IT isn't always easy going home, as the Rev Louis Farrakhan discovered this week. Touring Africa to drum up support for his vision of black, Arab, and Muslim unity against white oppression, the controversial leader of the Nation of Islam nearly blew the highlight of his trip when he twice stood up President Nelson Mandela in South Africa.
When the meeting eventually went ahead at noon on Sunday, many of the press who had waited for hours, even days outside Mr Mandela's Johannesburg home, had given up and gone for coffee. At a press conference later, Mr Farrakhan was at pains to explain the delay to the journalists present and to his chanting local Muslim supporters.
"As you know, we've embarked on a world friendship tour, coming out of the success of the Million Man March," he said, referring to the Washington march last October. "This is the 12th day and the ninth country. When we reached Zaire the pilots [of his chartered aircraft] informed us that they needed a 24 hour period of rest and that they could not go any further without that rest. That 24 hour period of rest would have caused us to miss all of yesterday's [Saturday's] programme.
"President Mobuto [of Zaire] was kind enough to otter us one of the commercial planes that would fly us here in order to make the proper time. We were at the airport yesterday for nearly five hours waiting for the plane and there were so many problems coming up that we never saw the plane," Mr Farrakhan said.
It was 7 p.m. and nearly dark before the party decided it might as well wait until morning, when its own aircraft would be ready. Throughout this period Mr Farrakhan's aides were unable to find a telephone they could use to contact their organisers in South Africa, or indeed the waiting President Mandela. "The phones in other parts of Africa are certainly not like they are in South Africa," Mr Farrakhan remarked.
"We got to the airport I think around 2.15 or so this morning. The pilots and crew left ahead of us and the car that was to take them did not show up, so they had to hire taxis, and the two taxis had flat tires on the way to the airport. When the delegates turned up they could not get on the plane, because it was not cleaned and ready."
Mr Farrakhan was eventually allowed to board the plane where he fell asleep - and woke up still on the ground.
"There was a problem that morning with filling the plane with fuel. There were clouds over Johannesburg so we needed more fuel to circle. We had to pay that in cash, and there must be some sort of counterfeit problem going on here because they had to check all the money.
They had timed their flight so they could easily make a 9.30 appointment with Mr Mandela, he said, but they did not get off the ground until 6.30 a.m.

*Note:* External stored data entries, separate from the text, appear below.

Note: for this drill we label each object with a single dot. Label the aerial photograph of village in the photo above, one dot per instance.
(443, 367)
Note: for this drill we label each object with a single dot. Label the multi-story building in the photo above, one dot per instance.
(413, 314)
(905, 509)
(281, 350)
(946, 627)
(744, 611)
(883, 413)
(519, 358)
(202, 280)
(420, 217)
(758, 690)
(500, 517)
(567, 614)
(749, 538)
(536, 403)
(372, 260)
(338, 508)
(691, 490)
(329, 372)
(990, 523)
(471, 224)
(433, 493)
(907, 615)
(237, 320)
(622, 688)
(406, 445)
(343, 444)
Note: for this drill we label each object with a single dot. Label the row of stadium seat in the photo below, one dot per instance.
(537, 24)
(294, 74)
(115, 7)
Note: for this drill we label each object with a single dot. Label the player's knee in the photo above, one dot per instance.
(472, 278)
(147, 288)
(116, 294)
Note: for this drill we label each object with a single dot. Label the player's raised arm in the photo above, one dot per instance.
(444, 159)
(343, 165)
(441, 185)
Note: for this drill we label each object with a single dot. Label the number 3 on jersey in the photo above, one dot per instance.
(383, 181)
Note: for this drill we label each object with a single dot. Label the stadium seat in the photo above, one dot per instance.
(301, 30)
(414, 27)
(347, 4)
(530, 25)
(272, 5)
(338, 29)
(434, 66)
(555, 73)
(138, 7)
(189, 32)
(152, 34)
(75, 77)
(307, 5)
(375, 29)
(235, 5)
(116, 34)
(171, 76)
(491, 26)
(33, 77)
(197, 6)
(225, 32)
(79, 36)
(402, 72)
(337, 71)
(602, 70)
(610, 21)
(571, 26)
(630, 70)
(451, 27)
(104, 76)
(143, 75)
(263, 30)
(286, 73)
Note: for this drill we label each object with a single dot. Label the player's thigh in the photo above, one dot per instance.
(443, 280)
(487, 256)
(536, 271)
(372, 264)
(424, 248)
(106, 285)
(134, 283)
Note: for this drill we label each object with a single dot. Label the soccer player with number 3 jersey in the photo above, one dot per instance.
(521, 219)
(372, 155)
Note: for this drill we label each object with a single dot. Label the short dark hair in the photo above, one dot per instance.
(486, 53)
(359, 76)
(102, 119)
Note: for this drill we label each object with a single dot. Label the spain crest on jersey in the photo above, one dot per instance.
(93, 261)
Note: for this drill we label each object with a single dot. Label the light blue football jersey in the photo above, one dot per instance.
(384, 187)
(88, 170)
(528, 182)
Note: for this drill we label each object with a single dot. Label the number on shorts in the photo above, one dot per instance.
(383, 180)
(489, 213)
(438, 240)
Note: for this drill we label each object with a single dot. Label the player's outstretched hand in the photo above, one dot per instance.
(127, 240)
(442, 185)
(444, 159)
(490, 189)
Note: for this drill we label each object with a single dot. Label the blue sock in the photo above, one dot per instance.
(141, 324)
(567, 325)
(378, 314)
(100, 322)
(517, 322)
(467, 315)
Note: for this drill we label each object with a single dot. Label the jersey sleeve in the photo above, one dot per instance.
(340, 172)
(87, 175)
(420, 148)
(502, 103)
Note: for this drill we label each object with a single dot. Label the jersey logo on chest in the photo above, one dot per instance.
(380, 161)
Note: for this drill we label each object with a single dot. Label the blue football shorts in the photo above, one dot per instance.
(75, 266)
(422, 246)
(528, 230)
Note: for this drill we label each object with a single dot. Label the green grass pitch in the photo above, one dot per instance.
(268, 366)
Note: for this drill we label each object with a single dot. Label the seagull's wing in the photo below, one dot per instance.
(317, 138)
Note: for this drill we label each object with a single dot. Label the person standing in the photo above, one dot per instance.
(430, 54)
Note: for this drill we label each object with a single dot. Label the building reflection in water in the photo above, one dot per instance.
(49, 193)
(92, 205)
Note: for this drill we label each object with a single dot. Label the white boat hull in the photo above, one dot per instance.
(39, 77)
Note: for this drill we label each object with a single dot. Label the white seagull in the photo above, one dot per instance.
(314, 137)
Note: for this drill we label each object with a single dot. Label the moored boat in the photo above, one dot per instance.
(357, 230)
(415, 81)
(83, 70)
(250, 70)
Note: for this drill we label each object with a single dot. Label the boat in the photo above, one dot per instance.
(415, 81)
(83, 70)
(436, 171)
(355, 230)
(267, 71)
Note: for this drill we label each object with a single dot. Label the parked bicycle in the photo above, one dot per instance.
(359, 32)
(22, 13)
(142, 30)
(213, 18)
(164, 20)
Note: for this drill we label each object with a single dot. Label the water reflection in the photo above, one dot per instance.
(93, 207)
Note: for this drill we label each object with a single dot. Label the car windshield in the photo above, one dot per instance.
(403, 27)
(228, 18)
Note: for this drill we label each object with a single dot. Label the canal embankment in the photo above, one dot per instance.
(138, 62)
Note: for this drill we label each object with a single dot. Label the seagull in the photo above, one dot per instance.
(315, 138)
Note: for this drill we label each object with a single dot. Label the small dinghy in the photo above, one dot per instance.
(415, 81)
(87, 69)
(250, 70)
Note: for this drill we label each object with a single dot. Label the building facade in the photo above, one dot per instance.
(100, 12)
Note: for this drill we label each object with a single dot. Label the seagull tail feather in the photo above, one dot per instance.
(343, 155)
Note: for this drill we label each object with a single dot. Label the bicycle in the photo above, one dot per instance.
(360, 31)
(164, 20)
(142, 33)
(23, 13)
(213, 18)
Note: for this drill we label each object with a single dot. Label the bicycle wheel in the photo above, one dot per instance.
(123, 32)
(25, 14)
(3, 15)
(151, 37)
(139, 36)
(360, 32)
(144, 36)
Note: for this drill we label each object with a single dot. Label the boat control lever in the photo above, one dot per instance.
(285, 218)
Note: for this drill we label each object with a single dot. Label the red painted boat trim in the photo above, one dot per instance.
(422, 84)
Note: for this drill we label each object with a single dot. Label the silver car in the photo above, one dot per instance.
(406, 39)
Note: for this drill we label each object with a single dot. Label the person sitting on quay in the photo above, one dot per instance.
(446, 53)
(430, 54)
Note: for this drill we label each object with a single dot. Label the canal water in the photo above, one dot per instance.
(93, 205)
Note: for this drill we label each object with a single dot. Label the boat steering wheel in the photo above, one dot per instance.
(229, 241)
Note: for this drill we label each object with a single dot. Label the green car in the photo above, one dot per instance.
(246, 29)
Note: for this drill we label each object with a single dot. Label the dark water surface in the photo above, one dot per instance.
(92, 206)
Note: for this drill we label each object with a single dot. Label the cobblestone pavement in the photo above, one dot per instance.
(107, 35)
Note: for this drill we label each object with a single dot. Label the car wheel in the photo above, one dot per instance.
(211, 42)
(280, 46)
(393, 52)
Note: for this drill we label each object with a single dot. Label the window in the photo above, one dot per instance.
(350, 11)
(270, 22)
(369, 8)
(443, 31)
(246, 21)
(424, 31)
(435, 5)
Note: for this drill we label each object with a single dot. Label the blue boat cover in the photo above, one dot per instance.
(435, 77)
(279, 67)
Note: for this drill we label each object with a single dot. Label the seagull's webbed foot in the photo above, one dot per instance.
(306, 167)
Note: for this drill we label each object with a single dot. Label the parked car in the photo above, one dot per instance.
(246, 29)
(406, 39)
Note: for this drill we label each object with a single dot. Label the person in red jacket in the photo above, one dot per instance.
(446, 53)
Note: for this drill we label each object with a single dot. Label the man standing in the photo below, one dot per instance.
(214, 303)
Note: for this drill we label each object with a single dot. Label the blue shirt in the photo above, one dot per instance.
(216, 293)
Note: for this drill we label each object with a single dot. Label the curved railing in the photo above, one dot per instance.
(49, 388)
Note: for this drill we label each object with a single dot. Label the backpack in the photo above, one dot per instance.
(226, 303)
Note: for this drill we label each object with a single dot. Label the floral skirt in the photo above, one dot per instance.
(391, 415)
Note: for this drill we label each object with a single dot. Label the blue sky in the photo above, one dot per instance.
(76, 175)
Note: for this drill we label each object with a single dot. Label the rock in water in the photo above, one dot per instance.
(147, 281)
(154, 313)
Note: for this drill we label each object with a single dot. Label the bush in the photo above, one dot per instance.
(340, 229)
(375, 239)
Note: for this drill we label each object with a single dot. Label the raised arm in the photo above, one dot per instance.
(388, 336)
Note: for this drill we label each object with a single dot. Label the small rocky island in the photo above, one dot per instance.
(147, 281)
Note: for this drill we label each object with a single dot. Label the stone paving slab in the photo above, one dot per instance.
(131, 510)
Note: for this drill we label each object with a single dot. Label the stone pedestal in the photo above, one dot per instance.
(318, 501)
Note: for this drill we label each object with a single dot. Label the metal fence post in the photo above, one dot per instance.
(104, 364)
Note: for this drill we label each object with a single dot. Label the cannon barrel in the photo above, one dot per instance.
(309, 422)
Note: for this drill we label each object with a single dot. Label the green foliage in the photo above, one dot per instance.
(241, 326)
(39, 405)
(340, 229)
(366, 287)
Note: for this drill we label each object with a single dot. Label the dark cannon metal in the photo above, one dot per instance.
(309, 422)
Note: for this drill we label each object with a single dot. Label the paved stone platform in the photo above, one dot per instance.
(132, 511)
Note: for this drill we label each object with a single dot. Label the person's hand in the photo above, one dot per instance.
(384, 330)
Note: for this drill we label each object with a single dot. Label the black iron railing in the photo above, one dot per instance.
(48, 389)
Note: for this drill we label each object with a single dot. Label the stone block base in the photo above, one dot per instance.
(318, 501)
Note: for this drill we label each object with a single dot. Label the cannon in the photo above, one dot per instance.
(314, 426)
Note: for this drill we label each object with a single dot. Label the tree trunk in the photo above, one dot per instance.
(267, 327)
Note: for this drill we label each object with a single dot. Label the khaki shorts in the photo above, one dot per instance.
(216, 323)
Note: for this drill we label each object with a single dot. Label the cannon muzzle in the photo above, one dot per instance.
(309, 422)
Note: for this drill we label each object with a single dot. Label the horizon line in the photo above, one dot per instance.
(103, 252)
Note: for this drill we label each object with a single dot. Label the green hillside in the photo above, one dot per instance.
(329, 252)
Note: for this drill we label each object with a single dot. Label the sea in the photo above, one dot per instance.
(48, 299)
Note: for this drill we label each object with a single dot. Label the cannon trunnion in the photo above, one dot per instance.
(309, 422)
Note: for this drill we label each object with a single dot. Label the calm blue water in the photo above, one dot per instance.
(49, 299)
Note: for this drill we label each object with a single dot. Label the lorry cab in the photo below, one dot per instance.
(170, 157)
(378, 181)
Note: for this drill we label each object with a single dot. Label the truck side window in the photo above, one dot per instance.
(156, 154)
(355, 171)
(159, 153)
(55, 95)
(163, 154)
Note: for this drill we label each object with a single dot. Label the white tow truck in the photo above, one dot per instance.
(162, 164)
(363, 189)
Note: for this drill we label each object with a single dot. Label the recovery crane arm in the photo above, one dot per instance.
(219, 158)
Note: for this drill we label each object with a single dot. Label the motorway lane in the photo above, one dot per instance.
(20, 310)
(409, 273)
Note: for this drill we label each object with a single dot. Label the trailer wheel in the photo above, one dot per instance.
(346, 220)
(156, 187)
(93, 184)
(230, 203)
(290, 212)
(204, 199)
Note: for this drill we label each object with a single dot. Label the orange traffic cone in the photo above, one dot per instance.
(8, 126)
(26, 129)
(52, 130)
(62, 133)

Despite his reputation as a racist firebrand, Mr Farrakhan spoke calmly, illustrating his talk with the kind of downhome parables so beloved of American politicians. And yet, apart from the tone, it was hard for journalists present to differentiate Mr Farrakhan's detailed "explanation" from the familiar strains of the old African colonial rant.
In general, the white media has questioned Mr Mandela's decision to meet Mr Farrakhan, whose supporters have in the past called for the extermination of whites and Jews. Archbishop Desmond Tutu, for one, politely declined to meet him, saying he did not have time.
Not surprisingly, South African blacks are more inclined to take an indulgent view of the man who, following his Million Man March last year, now seems to lead black America in its struggle for empowerment. The country's leading black newspaper, the Sowetan, yesterday led its front page with an approving report that seemed to endorse Mr Farrakhan's denial that he is racist or sexist. Inside it published a letter from a black reader in Johannesburg.
"He [Mr Farrakhan] says the Jews keep pushing the Holocaust story to get sympathy for themselves but deliberately ignore the horror of the American slave trade in which they played a part and also the brutalisation of the Palestinians. Isn't this true?
"Farrakhan made some fiery, and by his own admission, ill considered speeches in the early 80s from which the Jewish controlled media extracted certain parts in order to harass and discredit him in the same way that those who pronounced one settler, one bullet were."
The latter is a reference to the Pan African Congress, which in the early 1990s organised a number of machine gun attacks on white civilians and families, including the massacre of 13 people in a Cape Town church in 1993. Coincidentally, Mr Farrakhan's visit to South Africa was organised by the PAC leader, Mr !Khoisan X (the exclamation mark represents a click sound in the "Bushman Hottentot" Khoisan languages), formerly Mr Benny Alexander.